Exercise:
Let $U:L^1(0,\infty)\to L^{\infty}(0,\infty)$, defined as \begin{equation}U(f)(x):=\int_0^x f(t)dt\end{equation} Prove that $U$ is linear, continuous but not compact.
My solutions (or what I managed to show):
$U$ is linear is quite trivial. $U$ is continuous: let $(f_n)_{n\geq 1}$ be a sequence in $L^1(0,\infty)$ converging to $f$. To show: $\lim_{n\to \infty}U(f_n)(x)=U(f)(x)$. Since $\lim_{n\to \infty}\int_0^x f_n(t)dt=\int_0^x f(t)dt$, $U$ is continuous.

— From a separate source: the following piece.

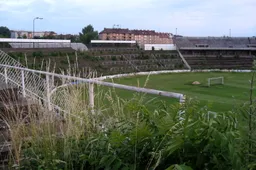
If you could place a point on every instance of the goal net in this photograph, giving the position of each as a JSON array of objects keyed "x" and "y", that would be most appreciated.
[{"x": 215, "y": 81}]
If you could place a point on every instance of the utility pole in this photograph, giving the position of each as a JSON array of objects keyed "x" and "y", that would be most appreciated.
[{"x": 33, "y": 35}]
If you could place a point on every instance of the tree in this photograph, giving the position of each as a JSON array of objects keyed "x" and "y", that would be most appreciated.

To show that $U$ is no compact, I have some troubles:
My question:
I tried to start by considering $f_n:=\mathbb{1}_{[n,n+1]}$ so we have $\Vert f_n\Vert_1=1$ and I define $g_n:=U(f_n)$. Then what I want to show is that $g_n$ cannot contain any Cauchy-Subsequence. How can I show this? Thank you in advance
Hint: Fix any $n\in\mathbb{N}$. Then, show that for any $m>n+1$, we have $\|g_n-g_m\|_{\infty} \geq 1$.